Bill Thompson spoke at the Open Data Cities Conference in April, and a group of us started wondering if we could have a field trip to the BBC Archives to find out more. Alex, along with Bill and Honor, organised this for us, and yesterday a group of (mostly) Brighton dwellers headed off to the BBC Archive centre at Perivale for the afternoon.

Arriving

We arrived, met Bill and after making a cup of tea, sat down to an introduction from Bill. Amongst the things mentioned (my notes are a bit sketchy) were:

- that there are number of different Archives, some of which are specialist (i.e. documents). This made me realise that the internal newspaper, Ariel, probably has an archive somewhere, and therefore a reference to me is in there somewhere (I was in a November 1972 issue)

- the lack of physicality of an item means that spotting it being missing is more difficult - i.e. in a shelf of videos, a gap is noticeable, whilst on a filing system it's a bit harder to spot - thought needs to be given to spotting the gaps

- Bill highlighted three items from the space. Two of these (John Peel's Record Archive and Faber: 60 years in 60 poems) I'd interacted with and one (Tweet Music: The Listening Machine) I hadn't (but now have). 

Then followed a tour of the building - stopping by the film vault (cold and dry), the video vault (warmer and not so dry) and the vinyl vault (normal temperature). The vinyl vault (pictured below) had such an amazing and wonderful rich smell, which instantly took me back to Hull's Central Library in the 80s when they had a music library storing vinyl records in plastic covers as well - lovely!

Vinyl at the BBC Archives

We also saw some film transferring/checking going on and watched a Steenbeck editing table being used to transfer 35mm film into a digital format. All fascinating.

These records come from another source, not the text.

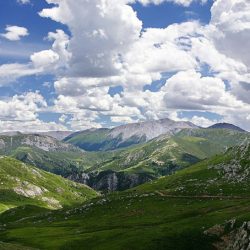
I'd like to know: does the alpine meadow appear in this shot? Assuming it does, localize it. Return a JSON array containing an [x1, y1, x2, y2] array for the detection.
[[0, 0, 250, 250]]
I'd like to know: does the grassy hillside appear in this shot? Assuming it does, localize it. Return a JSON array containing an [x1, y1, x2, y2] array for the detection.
[[0, 143, 250, 250], [0, 157, 97, 212], [87, 129, 250, 176], [136, 143, 250, 197]]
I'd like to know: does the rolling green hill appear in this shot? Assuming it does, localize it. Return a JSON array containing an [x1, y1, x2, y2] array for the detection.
[[0, 141, 250, 250], [0, 140, 250, 250], [136, 140, 250, 197], [0, 157, 98, 212], [0, 128, 250, 191], [72, 129, 250, 191]]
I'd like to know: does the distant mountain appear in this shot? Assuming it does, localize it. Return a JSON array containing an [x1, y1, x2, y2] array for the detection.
[[0, 133, 80, 153], [208, 123, 246, 132], [64, 119, 198, 151], [36, 131, 73, 141], [0, 133, 86, 176], [69, 129, 250, 191], [136, 138, 250, 198], [0, 157, 97, 213], [0, 131, 73, 141], [0, 141, 250, 250]]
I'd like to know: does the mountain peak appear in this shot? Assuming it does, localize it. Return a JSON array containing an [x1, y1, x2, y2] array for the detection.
[[208, 122, 246, 132]]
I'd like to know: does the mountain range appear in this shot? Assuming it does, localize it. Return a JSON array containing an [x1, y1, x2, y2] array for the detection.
[[0, 119, 250, 250]]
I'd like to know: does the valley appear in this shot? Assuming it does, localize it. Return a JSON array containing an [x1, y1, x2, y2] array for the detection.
[[0, 120, 250, 250]]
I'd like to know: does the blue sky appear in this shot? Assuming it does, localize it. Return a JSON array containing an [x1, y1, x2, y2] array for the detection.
[[0, 0, 250, 130]]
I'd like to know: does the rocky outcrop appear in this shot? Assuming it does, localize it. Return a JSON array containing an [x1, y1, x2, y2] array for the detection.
[[68, 171, 153, 192]]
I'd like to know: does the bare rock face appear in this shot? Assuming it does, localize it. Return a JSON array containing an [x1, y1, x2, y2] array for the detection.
[[110, 118, 198, 141], [0, 134, 81, 152], [21, 135, 75, 151], [67, 170, 153, 192]]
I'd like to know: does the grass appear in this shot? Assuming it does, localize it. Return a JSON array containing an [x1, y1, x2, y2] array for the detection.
[[0, 195, 250, 250], [0, 157, 98, 212]]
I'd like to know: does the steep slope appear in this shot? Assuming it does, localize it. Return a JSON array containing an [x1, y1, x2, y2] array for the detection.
[[73, 129, 250, 191], [64, 119, 197, 151], [136, 139, 250, 197], [0, 157, 97, 212], [0, 133, 90, 176], [208, 123, 246, 132], [36, 131, 73, 141], [0, 140, 250, 250], [0, 134, 80, 154]]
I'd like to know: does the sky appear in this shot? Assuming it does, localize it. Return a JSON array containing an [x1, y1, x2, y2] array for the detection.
[[0, 0, 250, 132]]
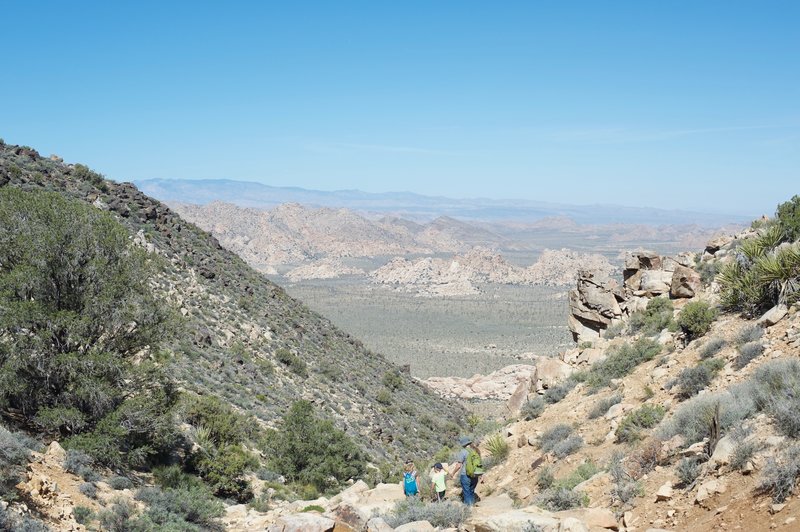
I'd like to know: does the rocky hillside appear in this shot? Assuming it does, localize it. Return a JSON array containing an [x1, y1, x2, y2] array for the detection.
[[369, 248, 615, 296], [173, 202, 465, 267], [206, 218, 800, 532], [0, 140, 464, 460], [164, 197, 738, 274]]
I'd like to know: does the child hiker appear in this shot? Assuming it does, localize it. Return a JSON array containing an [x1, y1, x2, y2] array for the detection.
[[403, 459, 419, 497]]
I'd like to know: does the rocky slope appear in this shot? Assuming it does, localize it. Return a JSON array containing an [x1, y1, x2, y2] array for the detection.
[[211, 229, 800, 532], [0, 145, 464, 466], [369, 248, 614, 296]]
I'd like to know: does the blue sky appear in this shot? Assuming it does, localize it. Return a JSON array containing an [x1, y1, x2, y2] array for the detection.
[[0, 0, 800, 215]]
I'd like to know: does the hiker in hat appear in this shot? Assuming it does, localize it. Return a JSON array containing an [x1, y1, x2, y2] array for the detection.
[[431, 462, 447, 502], [451, 436, 483, 506]]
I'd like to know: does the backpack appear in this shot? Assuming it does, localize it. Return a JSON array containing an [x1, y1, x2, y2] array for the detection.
[[466, 449, 483, 477], [403, 471, 418, 495]]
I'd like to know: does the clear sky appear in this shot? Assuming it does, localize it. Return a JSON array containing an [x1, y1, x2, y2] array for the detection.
[[0, 0, 800, 215]]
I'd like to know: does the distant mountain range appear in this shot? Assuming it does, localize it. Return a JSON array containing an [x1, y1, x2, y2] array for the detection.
[[134, 179, 750, 227]]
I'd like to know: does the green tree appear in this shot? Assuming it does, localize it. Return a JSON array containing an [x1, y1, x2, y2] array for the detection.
[[775, 195, 800, 242], [0, 187, 176, 461], [265, 401, 365, 491]]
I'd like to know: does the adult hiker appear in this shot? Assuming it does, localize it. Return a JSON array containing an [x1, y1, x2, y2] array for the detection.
[[451, 436, 483, 506]]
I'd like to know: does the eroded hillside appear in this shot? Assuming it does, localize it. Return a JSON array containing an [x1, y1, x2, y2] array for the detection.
[[0, 145, 463, 459]]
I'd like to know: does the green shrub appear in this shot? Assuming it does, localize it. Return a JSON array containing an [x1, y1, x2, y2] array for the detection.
[[718, 224, 800, 317], [678, 301, 717, 340], [544, 379, 578, 404], [275, 348, 308, 377], [197, 445, 258, 502], [656, 384, 756, 445], [758, 445, 800, 503], [628, 296, 675, 336], [0, 187, 175, 466], [675, 359, 725, 399], [375, 388, 392, 406], [539, 423, 583, 458], [539, 423, 575, 452], [555, 461, 600, 490], [586, 338, 661, 390], [730, 440, 758, 471], [615, 405, 666, 442], [72, 506, 94, 525], [589, 394, 622, 419], [675, 456, 700, 487], [183, 395, 254, 445], [484, 434, 509, 464], [78, 482, 97, 499], [382, 497, 470, 528], [700, 338, 727, 359], [536, 466, 556, 491], [775, 195, 800, 242], [533, 487, 589, 512], [553, 434, 583, 458], [519, 395, 547, 421], [381, 369, 403, 390], [134, 487, 224, 530], [608, 452, 644, 506], [108, 476, 133, 490], [736, 324, 764, 346], [603, 321, 625, 340], [0, 426, 31, 501], [733, 341, 764, 369], [263, 401, 366, 491]]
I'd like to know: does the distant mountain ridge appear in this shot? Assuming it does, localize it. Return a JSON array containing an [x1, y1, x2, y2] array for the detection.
[[134, 179, 752, 227]]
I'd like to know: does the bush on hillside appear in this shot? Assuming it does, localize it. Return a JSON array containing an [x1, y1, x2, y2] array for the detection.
[[589, 393, 622, 419], [182, 395, 255, 445], [196, 445, 258, 502], [533, 487, 589, 512], [719, 218, 800, 317], [263, 401, 366, 491], [758, 445, 800, 504], [675, 456, 700, 488], [628, 296, 675, 336], [736, 324, 764, 346], [0, 188, 175, 465], [382, 497, 471, 529], [775, 195, 800, 242], [484, 433, 510, 464], [615, 405, 666, 442], [700, 338, 727, 359], [678, 301, 717, 340], [519, 395, 547, 421], [733, 341, 764, 369], [675, 359, 725, 399], [544, 379, 578, 404], [0, 426, 37, 501]]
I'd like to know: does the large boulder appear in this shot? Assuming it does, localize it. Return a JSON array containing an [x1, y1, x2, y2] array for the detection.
[[267, 512, 336, 532], [639, 270, 673, 296], [467, 506, 560, 532], [554, 508, 619, 530], [669, 264, 702, 298], [569, 271, 622, 341], [536, 357, 575, 389]]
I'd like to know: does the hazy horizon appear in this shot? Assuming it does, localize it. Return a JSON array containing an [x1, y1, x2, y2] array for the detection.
[[0, 1, 800, 216]]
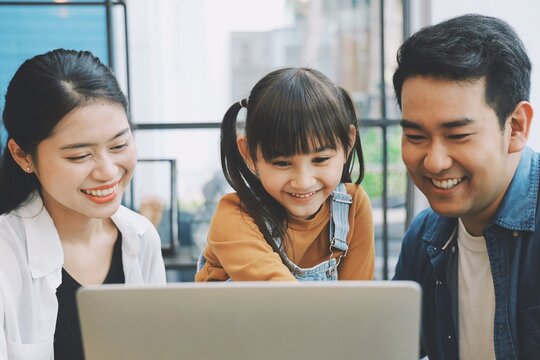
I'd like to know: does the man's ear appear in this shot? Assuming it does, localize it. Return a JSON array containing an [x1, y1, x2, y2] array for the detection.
[[347, 125, 357, 159], [8, 139, 34, 173], [506, 101, 534, 153], [236, 135, 257, 174]]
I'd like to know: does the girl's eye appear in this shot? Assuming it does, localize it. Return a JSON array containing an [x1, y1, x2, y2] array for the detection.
[[272, 160, 291, 167], [67, 154, 90, 161], [313, 156, 330, 164]]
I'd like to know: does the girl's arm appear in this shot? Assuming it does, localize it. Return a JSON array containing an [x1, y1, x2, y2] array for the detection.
[[195, 194, 296, 281], [338, 184, 375, 280]]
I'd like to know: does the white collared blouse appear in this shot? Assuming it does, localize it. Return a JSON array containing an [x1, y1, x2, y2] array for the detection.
[[0, 193, 166, 360]]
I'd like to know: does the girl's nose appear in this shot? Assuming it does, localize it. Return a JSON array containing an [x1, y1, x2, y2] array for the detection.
[[291, 169, 316, 190]]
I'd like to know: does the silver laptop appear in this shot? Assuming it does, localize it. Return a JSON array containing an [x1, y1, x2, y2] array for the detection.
[[77, 281, 420, 360]]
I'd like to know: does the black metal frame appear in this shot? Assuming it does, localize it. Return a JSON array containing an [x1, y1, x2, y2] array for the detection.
[[131, 158, 180, 256]]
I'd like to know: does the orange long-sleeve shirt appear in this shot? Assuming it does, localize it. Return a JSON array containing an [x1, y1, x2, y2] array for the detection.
[[195, 184, 375, 281]]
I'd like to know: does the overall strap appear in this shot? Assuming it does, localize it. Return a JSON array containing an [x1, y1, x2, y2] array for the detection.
[[328, 183, 352, 275]]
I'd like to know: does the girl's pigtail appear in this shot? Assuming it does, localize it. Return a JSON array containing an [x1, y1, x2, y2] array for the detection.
[[220, 99, 293, 272], [338, 87, 364, 184]]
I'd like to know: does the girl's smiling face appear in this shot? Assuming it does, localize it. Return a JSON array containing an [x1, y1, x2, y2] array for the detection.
[[31, 100, 137, 219]]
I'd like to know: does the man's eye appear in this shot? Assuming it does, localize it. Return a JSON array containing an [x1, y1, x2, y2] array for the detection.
[[404, 134, 425, 141], [448, 134, 471, 140]]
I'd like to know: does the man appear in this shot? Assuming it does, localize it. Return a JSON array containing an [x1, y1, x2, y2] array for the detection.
[[393, 15, 540, 360]]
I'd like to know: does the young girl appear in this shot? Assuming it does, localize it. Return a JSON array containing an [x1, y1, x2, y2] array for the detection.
[[0, 50, 165, 359], [195, 68, 374, 281]]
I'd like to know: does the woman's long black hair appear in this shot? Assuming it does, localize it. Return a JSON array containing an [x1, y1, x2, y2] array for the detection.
[[221, 68, 364, 264], [0, 49, 128, 215]]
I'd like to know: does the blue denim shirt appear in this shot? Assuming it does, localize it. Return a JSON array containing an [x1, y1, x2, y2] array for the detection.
[[394, 148, 540, 360]]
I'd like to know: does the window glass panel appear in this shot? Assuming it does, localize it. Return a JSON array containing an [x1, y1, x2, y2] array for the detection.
[[0, 1, 107, 145]]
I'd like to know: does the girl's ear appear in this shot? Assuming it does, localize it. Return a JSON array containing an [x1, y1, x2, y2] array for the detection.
[[506, 101, 534, 153], [347, 125, 356, 159], [236, 135, 257, 174], [8, 139, 34, 173]]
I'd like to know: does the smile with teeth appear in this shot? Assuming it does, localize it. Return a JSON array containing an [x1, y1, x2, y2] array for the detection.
[[81, 183, 118, 197], [431, 178, 463, 190], [289, 190, 318, 199]]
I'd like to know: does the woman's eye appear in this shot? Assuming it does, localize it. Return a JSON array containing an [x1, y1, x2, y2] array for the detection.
[[111, 143, 128, 150]]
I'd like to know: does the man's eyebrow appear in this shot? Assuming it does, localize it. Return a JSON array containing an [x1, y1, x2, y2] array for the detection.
[[399, 118, 474, 130], [399, 119, 422, 130], [60, 128, 129, 150], [441, 118, 474, 129]]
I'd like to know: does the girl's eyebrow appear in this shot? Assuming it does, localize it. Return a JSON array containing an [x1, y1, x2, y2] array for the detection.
[[60, 127, 129, 150]]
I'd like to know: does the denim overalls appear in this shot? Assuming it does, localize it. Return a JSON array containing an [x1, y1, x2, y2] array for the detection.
[[197, 184, 352, 281]]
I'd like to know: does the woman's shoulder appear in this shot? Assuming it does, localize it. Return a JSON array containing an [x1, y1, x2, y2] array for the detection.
[[112, 205, 155, 234]]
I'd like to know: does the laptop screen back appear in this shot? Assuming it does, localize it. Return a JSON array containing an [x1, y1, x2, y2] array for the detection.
[[77, 281, 420, 360]]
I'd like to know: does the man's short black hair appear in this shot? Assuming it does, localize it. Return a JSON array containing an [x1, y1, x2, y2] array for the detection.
[[393, 14, 531, 129]]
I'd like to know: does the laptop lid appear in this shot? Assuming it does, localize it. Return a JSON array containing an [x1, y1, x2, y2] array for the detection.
[[77, 281, 420, 360]]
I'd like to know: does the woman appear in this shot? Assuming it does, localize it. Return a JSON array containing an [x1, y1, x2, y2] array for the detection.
[[0, 49, 165, 359]]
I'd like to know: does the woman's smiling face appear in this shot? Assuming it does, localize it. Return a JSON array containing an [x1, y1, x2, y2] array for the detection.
[[32, 100, 137, 218]]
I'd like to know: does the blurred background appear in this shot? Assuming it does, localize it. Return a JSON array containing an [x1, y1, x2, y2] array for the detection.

I made a few notes as we were wandering, they are even harder to read than the earlier set:

- archives of film/video are made to LTO tapes now - there are lots of machines to read these, they write to a known standard and should last for a long time. D3 was a format that the BBC used at one point, but only them an Channel 9 (Australia) used them for broadcast, which means that machines/spares are hard to come by and so this format is being format-shifted currently

- format-shifting, i.e. moving D3 to LTO, is expensive and time consuming. Adoption of new kit/storage solutions need to be thought about carefully to avoid needing more of this than is necessary due to technological advances

- 53TB of data is generated per day (if they're running full 24 hour shifts to capacity) by just one room of people/machines

After our tour, we returned to the main room, made more tea, and had an overview by Bill on the Genome project (scanned Radio Times since 1923) - my key notes were:

- 4.9 million transmissions/programme records have been created
- 8.5 million (nom-unique) contributor records have been created
- 120,000 articles have been scanned

- discussion is ongoing over the licence for this data

- data has been cleansed by hand, redacting data based on a duty of care (removing names/addresses that could cause inconvenience) and making judgement calls on terminology (what was acceptable in 1950s Britain may not be acceptable now)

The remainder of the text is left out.